Mr. Assad has very rarely traveled outside Syria during the war, visiting only Russia and Iran. Tehran has given the Syrian government billions of dollars in aid and sent Iran-backed fighters to battle alongside his forces — assistance that, along with Russian air power, helped turn the tide in Mr. Assad’s favor.
With the war having fallen into a stalemate and Mr. Assad recovering control over most of the country, Arab countries have inched toward restoring ties with the Syrian leader in recent years.
The Emirates reopened its embassy in Syria in late 2018 in the most significant Arab overture toward the Assad government, though relations remained cold. Last fall, the Emirati foreign minister flew to Damascus for a meeting with Mr. Assad, the first visit by the country’s top diplomat since 2011. The United States, a close partner of the Emirates, criticized the visit at the time, saying it would not support any normalization of relations with Mr. Assad’s government.
A key motive for the overtures by Sunni Muslim countries in the Persian Gulf is to blunt the involvement of their Shiite-led foe, Iran, whose influence expanded rapidly in the chaos of Syria’s war.
Understanding Syria’s Civil War
An enduring conflict. The Syrian war began 11 years ago with a peaceful uprising against the government and spiraled into a multisided conflict involving armed rebels, jihadists and others. Here is what to know:
The origins. The conflict began in 2011 when Syrians rose up peacefully against the government of President Bashar al-Assad. The protests were met with a violent crackdown, while communities took up arms to defend themselves. Civil war ensued.
Other groups became involved. Amid the chaos, Syria’s ethnic Kurdish minority took up arms and gradually took territory it saw as its own. The Islamic State seized parts of Syria and Iraq in 2014 and declared that territory its “caliphate,” further destabilizing the region.
Foreign interventions.

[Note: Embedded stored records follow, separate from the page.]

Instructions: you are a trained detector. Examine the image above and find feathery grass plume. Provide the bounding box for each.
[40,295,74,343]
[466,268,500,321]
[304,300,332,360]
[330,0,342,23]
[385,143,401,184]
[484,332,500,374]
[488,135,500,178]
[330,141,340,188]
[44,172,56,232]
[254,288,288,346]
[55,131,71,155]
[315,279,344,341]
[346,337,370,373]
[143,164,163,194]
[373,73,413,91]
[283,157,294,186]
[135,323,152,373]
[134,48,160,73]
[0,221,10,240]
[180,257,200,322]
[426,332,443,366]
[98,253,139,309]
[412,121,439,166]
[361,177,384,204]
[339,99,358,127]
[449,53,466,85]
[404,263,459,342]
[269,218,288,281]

Mr. al-Assad received vital support from Iran and Russia, as well as the Lebanese militant group Hezbollah. The rebels were backed by the United States and oil-rich Arab states like Saudi Arabia. Turkey also intervened to stop the advance of Kurdish militias.
The toll. The war has killed hundreds of thousands of people and displaced millions. Forces loyal to Mr. al-Assad have committed by far the most atrocities. The regime has turned to chemical weapons, barrel bombs and starvation to force Syrians into submission.
Syria today. After more than a decade of fighting, the war has settled into a stalemate. Most of the country is nominally back under Mr. al-Assad’s control, but a crushing economic crisis has hobbled reconstruction efforts, impoverished the population and left many facing starvation.
The rapprochement, however, could serve both sides.
Syria badly needs to improve relations with oil-rich countries as its economy is strangled by crippling Western sanctions and as it faces the task of postwar reconstruction. The Emirates is also home to thousands of Syrians who work there and send money to their relatives at home.
The Emirates’ state-run WAM news agency said the country’s de facto ruler, Crown Prince Mohammed bin Zayed, had welcomed Mr. Assad at his palace in Abu Dhabi.
At the meeting, the crown prince expressed his hope that “this visit would be the beginning of peace and stability for Syria and the entire region,” according to the report. Mr. Assad was reported to have left the Emirates from Abu Dhabi later on Friday.